Вот лет пять уже, да, шестой, как она, овдовев и не имея детей, стала экономкой у ксендза. Ни словом, ни намеком каким ксендз ни разу не дал ей понять, что хотел бы с ней спать. Поначалу недоумевала: ну ладно, сан, допустим, жениться не дозволяет, но ведь он еще молодой и при полном здоровье мужик, как же может обходиться без женщины? После разобралась: там, в костеле, на исповедях завлекает он мальчишек в боковое к себе помещеньице, угощает карамельками, папиросками, чем еще… Про себя она ксендза называла свиньей, кабаном, диким хряком, а потому на вопрос его, спустя денька три после бегства еврейчика с его колен, — на вопрос, где халатишко Бенциона, Марта довольно грубо ему отвечала, что не торгует жидовским тряпьем на барахолке и потому выбросила дрянь в мусор, а ксендзу-то оно на что?

Бенциону уютно и хорошо было в комнате Марты. Ароматные папиросы на белых, с золотой каемочкой, гильзах постоянно держали его в сладком дурмане, а еще он пьянел, просто до очумения, от книг, из которых, впрочем, ни одной, наверное, не дочитал до конца, каждый раз хватаясь за следующую, за другую. Перед ним открывались изумительные миры, и он входил в них, не умея, не зная, как думать и что про них понимать. Он бы разом хотел прочитать все книги, какие здесь видел. Поначалу его увлекли сказки и приключения, а воображение его потрясла «Хижина дяди Тома», но потом он стал брать и книги другие, с названиями непонятными, странными, а еще непонятней было то, что писалось в них. Но он продолжал их читать, сам не зная зачем. На обложках прочитывал он имена: Платон, Кант, Франциск Ассизский, Спиноза. Как-то раз, листая тонкую книжицу, он узнал, что настоящее имя Бенедикта Спинозы — Барух, что тот был евреем, после чего стал ему этот Барух Спиноза все равно что родной человек, он бы даже мог описать, как Барух выглядел в жизни, потому что, несомненно, похож был на дядю Баруха, брата матери, которого Бенцион хорошо еще помнил. Книгу Баруха Спинозы читал он и без конца перечитывал среди взбитых подушек и пуховиков — ничего в ней не понимал и начинал сначала. Ну почему, почему ему все так понятно и ясно в книгах про всякие приключения и чудеса, а вот эту тонюсенькую книжонку — хоть убей! — одолеть он не может. Но нет, книжку Баруха, чуть ли не дяди родного, он ни за что не бросит и другую в руки еще очень не скоро возьмет!
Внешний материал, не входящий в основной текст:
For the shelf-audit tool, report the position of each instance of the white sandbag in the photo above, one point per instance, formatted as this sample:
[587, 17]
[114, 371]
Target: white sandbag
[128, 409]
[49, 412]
И вот из тумана слов постепенно, понемногу начинают прорисовываться какие-то контуры, картины, образы, с каждым разом все более очерченные и зримые. И однажды, когда Марта принесла ему миску горячих клецок, зашипевших на языке, он спросил ее:

— Марта, а ты знаешь, что Бога нет?

Толстуха осенила себя крестным знамением:

— Господи, спаси! Может, хочешь сказать ты, что у евреев нет Бога? У нас-то Бог есть.

— Барух говорит, что Бог — это весь мир, — прошепелявил Бенцион, ворочая во рту языком и пытаясь остудить на нем клецку.

— Кто этот твой Барух? — Марта опалила его огненным взглядом, — он что, антихрист? Он жид, этот Барух? Ну конечно, а не то разве б стал говорить, что нет Бога…

Словцо это — «жид» — как-то вырвалось у нее, и, смутившись, Марта чмокнула Бенциона в щеку и сказала:

— Доедай клецки — и в постельку! Очень хочется.

Бенцион быстро покончил с клецками и отодвинул от себя пустую тарелку.

— Пойдем.

Марта пошла за ним следом…

Бенцион много читал, но часто отвлекался мыслями и вспоминал Файтла-портного и его двух помощников. Эх, рассказать бы им, что говорит в своих книгах Барух, они-то евреи ведь, они поймут. С Мартой все ясно, ей только одно интересно и нужно — тащит его в постель и всегда, как назло, на самой интересной странице. Ей, конечно, ни слова не понять из того, что пишет Барух, точно так как ему, Бенциону, поначалу не понять было, про что она это толкует, когда вдруг сказала:

— А я понесла. У меня от тебя будет ребенок.

— От меня? Как это — от меня?

И поднял глаза, ища в ее взгляде ответа, разъяснения того, что сказала она.

— У тебя будет ребенок, Марта, да? Мой ребенок?

Он посмотрел на ее живот, но большого живота, какой всегда бывает у беременных женщин, не увидел.

— А рожать мне нельзя, — вздохнула Марта, и слезы блеснули у нее на ресницах, — ксендз меня выгонит.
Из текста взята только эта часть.